[m-rev.] for review: Use consistent integer types for some RTTI fields.

Zoltan Somogyi zoltan.somogyi at runbox.com
Sat Nov 17 17:32:50 AEDT 2018



On Sat, 17 Nov 2018 15:05:58 +1100, Peter Wang <novalazy at gmail.com> wrote:
> diff --git a/compiler/rtti.m b/compiler/rtti.m
> index 43cce7dab..c91e34f17 100644
> --- a/compiler/rtti.m
> +++ b/compiler/rtti.m
>
>  :- type type_ctor_data
>      --->    type_ctor_data(
> -                tcr_version         :: int,
> +                tcr_version         :: int8,
>                  tcr_module_name     :: module_name,
>                  tcr_type_name       :: string,
>                  tcr_arity           :: int,
>                  tcr_unify_pred      :: univ,
>                  tcr_compare_pred    :: univ,
>                  tcr_flags           :: set(type_ctor_flag),
>                  tcr_rep_details     :: type_ctor_details
>              ).

Changing the signedness of fields in the runtime is tricky, because
you will get warnings from the C compiler, which we normally regard
as errors. However, changing the signedness of these fields in the compiler
is trivial. If I were you, for each field you want to change to unsigned
in the runtime, go ahead and change it to unsigned in the *compiler*
right now, since that should minimize disruption. Just take a snapshot
of your changes before you do it, so you can undo it quickly if some parts
of the compiler insist on stuffing a *meaningful* negative value in there anyway.
  
>      % Each of the following values corresponds to one of the
> @@ -185,21 +186,21 @@
>                  foreign_enum_ordinal_table :: map(int, foreign_enum_functor),
>                  foreign_enum_name_table    :: map(string,
>                                                  foreign_enum_functor),
>                  foreign_enum_functor_number_mapping
>                                             :: list(int)
>              )
>      ;       tcd_du(
>                  du_axioms           :: equality_axioms,
>                  du_functors         :: list(du_functor),
>                  du_value_table      :: ptag_map,
> -                du_name_table       :: map(string, map(int, du_functor)),
> +                du_name_table       :: map(string, map(int16, du_functor)),
>                  du_functor_number_mapping
>                                      :: list(int)
>              )

Shouldn't the last field be changed to int16s (or uint16s) as well?
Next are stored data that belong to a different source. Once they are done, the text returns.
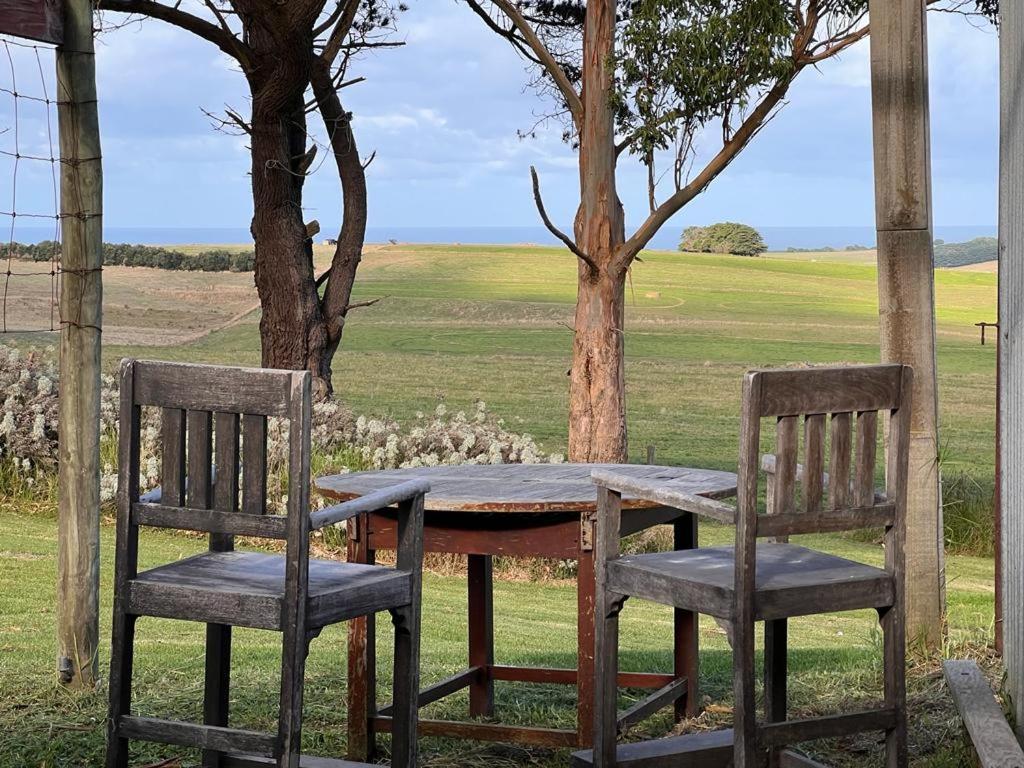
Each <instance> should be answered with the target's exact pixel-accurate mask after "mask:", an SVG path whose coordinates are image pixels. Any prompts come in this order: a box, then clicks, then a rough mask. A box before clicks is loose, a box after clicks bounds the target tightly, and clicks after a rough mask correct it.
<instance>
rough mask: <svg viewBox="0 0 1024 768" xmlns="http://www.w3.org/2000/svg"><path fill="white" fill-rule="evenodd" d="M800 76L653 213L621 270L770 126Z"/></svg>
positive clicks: (776, 94)
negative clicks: (735, 157) (674, 214)
mask: <svg viewBox="0 0 1024 768" xmlns="http://www.w3.org/2000/svg"><path fill="white" fill-rule="evenodd" d="M799 72H800V68H797V69H795V70H794V71H793V72H792V73H791V74H790V76H788V77H787V78H785V79H784V80H780V81H778V82H777V83H775V85H774V86H773V87H772V88H771V89H770V90H769V91H768V92H767V93H766V94H765V95H764V97H763V98H762V99H761V101H760V102H759V103H758V105H757V106H756V108H755V109H754V110H753V112H751V114H750V116H748V118H746V119H745V120H744V121H743V123H742V125H740V126H739V128H737V129H736V132H735V133H733V134H732V137H731V138H730V139H729V140H728V141H727V142H726V143H725V144H724V145H723V146H722V148H721V150H719V152H718V154H717V155H716V156H715V157H714V158H712V159H711V161H710V162H709V163H708V165H706V166H705V167H703V170H701V171H700V173H698V174H697V175H696V176H695V177H694V178H693V180H692V181H690V182H689V183H688V184H686V185H685V186H683V187H682V188H680V189H678V190H677V191H676V193H675V194H674V195H672V196H671V197H670V198H669V199H668V200H666V201H665V202H664V203H662V205H659V206H658V207H657V208H656V209H655V210H654V212H653V213H651V214H650V215H649V216H647V219H646V221H644V222H643V224H641V225H640V227H639V228H638V229H637V230H636V231H635V232H634V233H633V236H632V237H631V238H630V239H629V240H628V241H626V243H624V244H623V245H622V246H621V247H620V249H618V253H617V254H616V261H618V263H620V265H621V266H624V267H625V266H629V264H630V263H631V262H632V261H633V259H634V258H636V255H637V254H638V253H640V251H641V250H643V248H644V247H645V246H646V245H647V244H648V243H649V242H650V239H651V238H653V237H654V234H655V233H657V230H658V229H659V228H660V227H662V226H663V225H664V224H665V222H666V221H668V220H669V219H670V218H671V217H672V216H673V215H674V214H676V213H677V212H678V211H679V210H680V209H681V208H682V207H683V206H685V205H686V204H687V203H689V202H690V201H691V200H693V198H695V197H696V196H697V195H699V194H700V193H701V191H703V189H705V187H707V186H708V184H710V183H711V182H712V181H714V180H715V178H716V177H717V176H718V175H719V174H720V173H721V172H722V171H724V170H725V169H726V168H727V167H728V166H729V164H730V163H731V162H732V161H733V160H734V159H735V157H736V156H737V155H739V153H740V152H741V151H742V150H743V147H744V146H746V144H748V142H750V140H751V139H752V138H754V136H755V135H757V133H758V132H759V131H760V130H761V129H762V128H763V127H764V126H765V124H766V123H767V122H768V120H769V119H770V117H771V114H772V111H773V110H774V109H775V108H776V106H778V104H779V103H781V101H782V99H783V98H784V97H785V94H786V91H788V89H790V85H791V84H792V83H793V80H794V78H795V77H796V76H797V74H798V73H799Z"/></svg>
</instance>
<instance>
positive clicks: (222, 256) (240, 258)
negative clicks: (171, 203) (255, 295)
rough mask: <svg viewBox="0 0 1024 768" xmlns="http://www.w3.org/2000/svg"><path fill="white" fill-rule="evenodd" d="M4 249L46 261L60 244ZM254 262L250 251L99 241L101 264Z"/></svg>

This raises another point. What is the maximum number of function symbols
that a type is allowed to have? This code says that number must fit in 16 bits;
other code says only that it must fit in 32 bits. We should

- decide on one or the other,
- document the decision in the reference manual, and
- define a C type in the runtime and a Mercury type in the compiler
  that aliases uint16_t or uint32_t, and use that consistently.

> @@ -257,21 +258,21 @@
>                  nt_subtype_info     :: functor_subtype_info
>              ).
>  
>      % Descriptor for a functor in a du type.
>      %
>      % This type mostly corresponds to the C type MR_DuFunctorDesc.
>      %
>  :- type du_functor
>      --->    du_functor(
>                  du_name             :: string,
> -                du_orig_arity       :: int,
> +                du_orig_arity       :: int16,
>                  du_ordinal          :: int,
>                  du_rep              :: du_rep,
>                  du_arg_infos        :: list(du_arg_info),
>                  du_exist_info       :: maybe(exist_info),
>                  du_subtype_info     :: functor_subtype_info
>              ).

We should do steps 2 and 3 above for the maximum arity
of a function symbol as well, though I don't think anyone will argue
for allowing arities that don't fit in 16 bits. For predicates, the maximum
arity we allow is either 1023 or 1024 (I don't recall which), and we should
probably use the same number here.

> @@ -774,31 +775,32 @@
> -    % Given a type constructor with the given details, return the number
> -    % of primary tag values used by the type. The return value will be
> -    % negative if the type constructor doesn't reserve primary tags.
> +    % Given a type constructor with the given details, return `yes(NumPtags)'
> +    % where NumPtags is the number of primary tag values used by the type,
> +    % or `no' if the type constructor doesn't reserve primary tags.
>      %
> -:- func type_ctor_details_num_ptags(type_ctor_details) = int.
> +:- func type_ctor_details_num_ptags(type_ctor_details) = maybe(int).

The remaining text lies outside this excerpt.